Combine _241028_235241

4.1 Statistics and Sampling

Statistics Overview

  • Origin: Derived from Latin "statisticum collegium" (council of state) and Italian "statista" (statesman).

  • Historical Context: Analyzed demographic and economic data; originally termed political arithmetic.

  • Evolution: Expanded in the 1800s to encompass data collection, summary, and analysis of any kind, integrating with probability for statistical inference.

  • Definition: Statistics is the science of designing studies, collecting data, and modeling/analyzing it for decision-making and scientific discovery when information is limited and variable.

Types of Statistics

  • Descriptive Statistics:

    • Describes the main features of a data set.

    • Includes methods for collecting, organizing, summarizing, and presenting data.

    • Examples: Bar Graphs, Histograms, Mean (Arithmetic, Weighted), Median, Mode, Variability (Range, Variance, Standard Deviation).

  • Inferential Statistics:

    • Involves making inferences about a population based on sample data.

    • Methods include generalization from samples, estimations, hypothesis tests, correlation and regression analyses, and predictive modeling.

Population and Sample

  • Population (N): The totality of observations or elements from a dataset.

  • Sample (n): A subset of the population selected for the study, used to draw conclusions about the whole population.

Variables

  • Definition: A variable is a characteristic with varying quantities or qualities.

  • Types of Variables:

    • Qualitative: Categories based on characteristics (e.g., sex, religion).

    • Quantitative:

      • Discrete: Countable numbers (e.g., number of students).

      • Continuous: Measurable values that can take on any value within a range (e.g., weight, height).

Levels of Measurement (NOIR)

  1. Nominal: Categorical variables without natural ordering (e.g., gender).

  2. Ordinal: Categorical variables with a ranking (e.g., education level).

  3. Interval: Numerical variables without a meaningful zero point (e.g., temperature in Celsius).

  4. Ratio: Numerical variables with a meaningful zero (e.g., income).

Sampling Techniques

  • Sampling Definition: The act of selecting a representative part of a population.

  • Purpose of Sampling: To draw conclusions about populations from samples to understand characteristics effectively.

  • Reasons for Sampling:

    • Economy: Reduces costs and resources.

    • Timeliness: Quicker data collection and analysis.

    • Large Population Sizes: Practical to sample rather than attempt total enumeration.

    • Inaccessibility: Some populations are unreachable, thus requiring sampling of accessible subsets.

Census vs.
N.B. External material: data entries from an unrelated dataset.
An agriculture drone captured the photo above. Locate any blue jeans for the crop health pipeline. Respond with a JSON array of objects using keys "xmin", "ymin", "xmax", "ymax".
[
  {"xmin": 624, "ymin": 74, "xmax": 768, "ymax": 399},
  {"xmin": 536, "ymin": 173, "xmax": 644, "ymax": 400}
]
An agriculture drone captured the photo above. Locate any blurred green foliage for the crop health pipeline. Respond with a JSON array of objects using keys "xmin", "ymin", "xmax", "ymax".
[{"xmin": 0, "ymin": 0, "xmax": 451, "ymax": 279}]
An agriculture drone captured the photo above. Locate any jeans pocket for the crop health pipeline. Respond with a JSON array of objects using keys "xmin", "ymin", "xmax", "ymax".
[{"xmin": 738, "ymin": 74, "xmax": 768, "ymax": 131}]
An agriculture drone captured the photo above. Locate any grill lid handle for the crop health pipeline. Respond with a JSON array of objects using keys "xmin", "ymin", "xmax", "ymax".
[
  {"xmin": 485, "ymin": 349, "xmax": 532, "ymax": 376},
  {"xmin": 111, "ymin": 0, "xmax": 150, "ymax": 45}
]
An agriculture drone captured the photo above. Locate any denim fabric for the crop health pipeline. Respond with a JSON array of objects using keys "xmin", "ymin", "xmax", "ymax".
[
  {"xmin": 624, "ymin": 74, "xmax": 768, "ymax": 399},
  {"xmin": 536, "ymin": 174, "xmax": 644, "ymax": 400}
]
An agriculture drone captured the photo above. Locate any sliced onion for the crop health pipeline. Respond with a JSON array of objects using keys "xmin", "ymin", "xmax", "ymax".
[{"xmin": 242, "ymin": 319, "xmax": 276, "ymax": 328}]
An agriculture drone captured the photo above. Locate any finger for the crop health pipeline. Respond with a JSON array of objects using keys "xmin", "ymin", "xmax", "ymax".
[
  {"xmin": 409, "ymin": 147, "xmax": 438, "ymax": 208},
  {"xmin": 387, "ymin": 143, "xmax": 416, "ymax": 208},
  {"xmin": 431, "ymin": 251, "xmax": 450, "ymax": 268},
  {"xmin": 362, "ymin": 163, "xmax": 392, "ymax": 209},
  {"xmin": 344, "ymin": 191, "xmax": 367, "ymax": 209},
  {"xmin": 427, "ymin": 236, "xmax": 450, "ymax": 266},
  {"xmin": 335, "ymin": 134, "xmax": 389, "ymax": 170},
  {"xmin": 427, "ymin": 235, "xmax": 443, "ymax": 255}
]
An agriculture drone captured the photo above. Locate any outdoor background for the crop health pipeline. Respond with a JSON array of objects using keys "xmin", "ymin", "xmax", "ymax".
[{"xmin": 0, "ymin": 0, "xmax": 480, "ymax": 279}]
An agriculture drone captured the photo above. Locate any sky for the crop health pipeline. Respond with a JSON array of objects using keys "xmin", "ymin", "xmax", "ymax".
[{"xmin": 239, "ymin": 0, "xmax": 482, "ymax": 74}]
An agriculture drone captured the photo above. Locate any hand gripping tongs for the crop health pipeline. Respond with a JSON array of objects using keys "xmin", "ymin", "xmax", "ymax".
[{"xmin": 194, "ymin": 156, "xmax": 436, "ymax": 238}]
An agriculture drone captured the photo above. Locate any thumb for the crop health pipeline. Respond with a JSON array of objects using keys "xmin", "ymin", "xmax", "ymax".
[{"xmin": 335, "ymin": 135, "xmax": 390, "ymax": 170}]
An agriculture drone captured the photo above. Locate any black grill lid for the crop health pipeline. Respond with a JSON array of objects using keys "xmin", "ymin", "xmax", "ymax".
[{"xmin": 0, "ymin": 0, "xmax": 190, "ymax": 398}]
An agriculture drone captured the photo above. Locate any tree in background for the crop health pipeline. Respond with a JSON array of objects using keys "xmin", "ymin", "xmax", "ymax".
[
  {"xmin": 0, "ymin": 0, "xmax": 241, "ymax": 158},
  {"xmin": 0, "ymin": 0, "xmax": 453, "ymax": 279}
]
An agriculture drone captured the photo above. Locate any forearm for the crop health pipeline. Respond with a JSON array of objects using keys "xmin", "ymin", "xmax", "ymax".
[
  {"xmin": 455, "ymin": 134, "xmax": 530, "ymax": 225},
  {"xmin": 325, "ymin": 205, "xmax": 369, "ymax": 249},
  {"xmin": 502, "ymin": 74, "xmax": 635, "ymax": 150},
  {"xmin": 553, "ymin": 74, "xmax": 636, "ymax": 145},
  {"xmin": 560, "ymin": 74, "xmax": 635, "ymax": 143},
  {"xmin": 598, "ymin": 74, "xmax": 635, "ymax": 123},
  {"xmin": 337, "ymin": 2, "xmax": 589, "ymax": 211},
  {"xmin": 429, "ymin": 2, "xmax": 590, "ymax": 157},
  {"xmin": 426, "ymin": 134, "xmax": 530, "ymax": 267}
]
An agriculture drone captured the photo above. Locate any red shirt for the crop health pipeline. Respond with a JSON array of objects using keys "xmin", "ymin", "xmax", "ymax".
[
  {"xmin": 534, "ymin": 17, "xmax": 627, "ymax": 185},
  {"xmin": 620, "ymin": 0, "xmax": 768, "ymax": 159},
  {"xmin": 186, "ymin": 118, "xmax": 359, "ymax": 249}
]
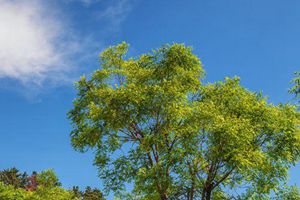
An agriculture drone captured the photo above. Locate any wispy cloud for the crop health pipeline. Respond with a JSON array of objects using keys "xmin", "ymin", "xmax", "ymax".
[
  {"xmin": 67, "ymin": 0, "xmax": 102, "ymax": 7},
  {"xmin": 97, "ymin": 0, "xmax": 135, "ymax": 30},
  {"xmin": 0, "ymin": 0, "xmax": 78, "ymax": 86},
  {"xmin": 0, "ymin": 0, "xmax": 136, "ymax": 97}
]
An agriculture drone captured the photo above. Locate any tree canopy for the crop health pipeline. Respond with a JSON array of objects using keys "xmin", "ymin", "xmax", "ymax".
[
  {"xmin": 68, "ymin": 42, "xmax": 300, "ymax": 199},
  {"xmin": 290, "ymin": 71, "xmax": 300, "ymax": 101},
  {"xmin": 0, "ymin": 168, "xmax": 105, "ymax": 200},
  {"xmin": 0, "ymin": 169, "xmax": 73, "ymax": 200}
]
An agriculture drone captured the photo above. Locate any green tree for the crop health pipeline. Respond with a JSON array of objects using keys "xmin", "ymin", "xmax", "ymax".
[
  {"xmin": 0, "ymin": 170, "xmax": 77, "ymax": 200},
  {"xmin": 70, "ymin": 186, "xmax": 104, "ymax": 200},
  {"xmin": 82, "ymin": 186, "xmax": 104, "ymax": 200},
  {"xmin": 0, "ymin": 168, "xmax": 28, "ymax": 189},
  {"xmin": 0, "ymin": 168, "xmax": 105, "ymax": 200},
  {"xmin": 69, "ymin": 43, "xmax": 300, "ymax": 199},
  {"xmin": 36, "ymin": 169, "xmax": 61, "ymax": 188},
  {"xmin": 290, "ymin": 71, "xmax": 300, "ymax": 102},
  {"xmin": 0, "ymin": 182, "xmax": 32, "ymax": 200},
  {"xmin": 274, "ymin": 185, "xmax": 300, "ymax": 200},
  {"xmin": 71, "ymin": 186, "xmax": 83, "ymax": 199}
]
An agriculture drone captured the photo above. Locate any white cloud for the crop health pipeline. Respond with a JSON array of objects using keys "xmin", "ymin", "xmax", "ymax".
[
  {"xmin": 70, "ymin": 0, "xmax": 135, "ymax": 27},
  {"xmin": 0, "ymin": 0, "xmax": 75, "ymax": 85},
  {"xmin": 0, "ymin": 0, "xmax": 136, "ymax": 93},
  {"xmin": 98, "ymin": 0, "xmax": 134, "ymax": 30},
  {"xmin": 65, "ymin": 0, "xmax": 102, "ymax": 7},
  {"xmin": 78, "ymin": 0, "xmax": 102, "ymax": 6}
]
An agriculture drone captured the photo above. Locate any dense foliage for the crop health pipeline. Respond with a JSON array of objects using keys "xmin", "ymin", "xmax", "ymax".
[
  {"xmin": 71, "ymin": 186, "xmax": 104, "ymax": 200},
  {"xmin": 68, "ymin": 43, "xmax": 300, "ymax": 199},
  {"xmin": 0, "ymin": 168, "xmax": 104, "ymax": 200},
  {"xmin": 0, "ymin": 168, "xmax": 28, "ymax": 189}
]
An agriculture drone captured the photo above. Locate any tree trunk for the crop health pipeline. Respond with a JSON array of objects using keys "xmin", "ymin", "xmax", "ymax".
[
  {"xmin": 205, "ymin": 189, "xmax": 212, "ymax": 200},
  {"xmin": 160, "ymin": 193, "xmax": 168, "ymax": 200},
  {"xmin": 189, "ymin": 188, "xmax": 194, "ymax": 200},
  {"xmin": 201, "ymin": 185, "xmax": 212, "ymax": 200}
]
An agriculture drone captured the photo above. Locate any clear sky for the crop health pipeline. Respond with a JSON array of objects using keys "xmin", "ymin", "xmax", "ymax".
[{"xmin": 0, "ymin": 0, "xmax": 299, "ymax": 195}]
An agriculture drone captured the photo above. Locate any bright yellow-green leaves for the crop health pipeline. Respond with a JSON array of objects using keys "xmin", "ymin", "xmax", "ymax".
[
  {"xmin": 68, "ymin": 43, "xmax": 300, "ymax": 199},
  {"xmin": 0, "ymin": 170, "xmax": 77, "ymax": 200},
  {"xmin": 191, "ymin": 78, "xmax": 299, "ymax": 179}
]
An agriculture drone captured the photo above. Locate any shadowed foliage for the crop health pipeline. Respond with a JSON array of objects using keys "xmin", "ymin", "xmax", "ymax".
[{"xmin": 0, "ymin": 168, "xmax": 105, "ymax": 200}]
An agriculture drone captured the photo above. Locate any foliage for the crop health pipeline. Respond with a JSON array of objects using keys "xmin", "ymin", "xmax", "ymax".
[
  {"xmin": 273, "ymin": 185, "xmax": 300, "ymax": 199},
  {"xmin": 0, "ymin": 168, "xmax": 105, "ymax": 200},
  {"xmin": 71, "ymin": 186, "xmax": 105, "ymax": 200},
  {"xmin": 82, "ymin": 186, "xmax": 104, "ymax": 200},
  {"xmin": 69, "ymin": 42, "xmax": 300, "ymax": 199},
  {"xmin": 290, "ymin": 71, "xmax": 300, "ymax": 99},
  {"xmin": 71, "ymin": 186, "xmax": 82, "ymax": 199},
  {"xmin": 25, "ymin": 172, "xmax": 38, "ymax": 191},
  {"xmin": 36, "ymin": 169, "xmax": 61, "ymax": 188},
  {"xmin": 0, "ymin": 181, "xmax": 76, "ymax": 200},
  {"xmin": 0, "ymin": 182, "xmax": 31, "ymax": 200},
  {"xmin": 0, "ymin": 173, "xmax": 75, "ymax": 200},
  {"xmin": 0, "ymin": 167, "xmax": 28, "ymax": 189}
]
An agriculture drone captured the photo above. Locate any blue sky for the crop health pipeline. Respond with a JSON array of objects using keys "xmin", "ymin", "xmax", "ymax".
[{"xmin": 0, "ymin": 0, "xmax": 299, "ymax": 195}]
Sampling

  • Census: Complete collection of demographic, economic, and social data for entire population.

  • Essential Features of a Census:

    • Individual enumeration, defined territory, regular intervals, inclusive coverage.

Basic Steps in Sampling

  1. Determine the population.

  2. Select appropriate sampling design.

  3. Determine sample size.

  4. Obtain the sample.

Sampling Designs

  • Probability Sampling: Every member of the population has a known chance of selection.

    • Simple Random Sampling: Unbiased; every unit has an equal chance; selections are independent.

    • Systematic Sampling: Selects every nth member based on a defined interval.

    • Stratified Sampling: Dividing the population into strata and randomly sampling from each stratum.

    • Cluster Sampling: Divide population into clusters and randomly select clusters to sample.

  • Non-Probability Sampling: Not all members have a chance of being included.

    • Purposive Sampling: Selection based on researcher judgment.

    • Convenience Sampling: Selecting readily available subjects.

    • Snowball Sampling: Existing respondents recruit future subjects from among their acquaintances.

    • Quota Sampling: Ensures equal representation among key segments.

Sample Size Determination

  • Importance of appropriate sample size in gaining reliable results. Common formulations:

    • Yamane’s Formula for calculating sample size based on population size and sampling error.

    • Cochran’s Formula for ideal sample size given a desired precision level and confidence.

Measures of Central Tendency

  • Arithmetic Mean: Average of a dataset.

  • Weighted Mean: Considers the importance of different data points.

  • Median: Middle value when data is ordered.

  • Mode: Most frequent value in a dataset.

Measures of Dispersion

  • Range: Difference between highest and lowest values.

  • Variance: Measures how data points differ from the mean.

  • Standard Deviation: Indicates spread of data points around the mean.

  • Coefficient of Variation: Standard deviation expressed as a percentage of the mean.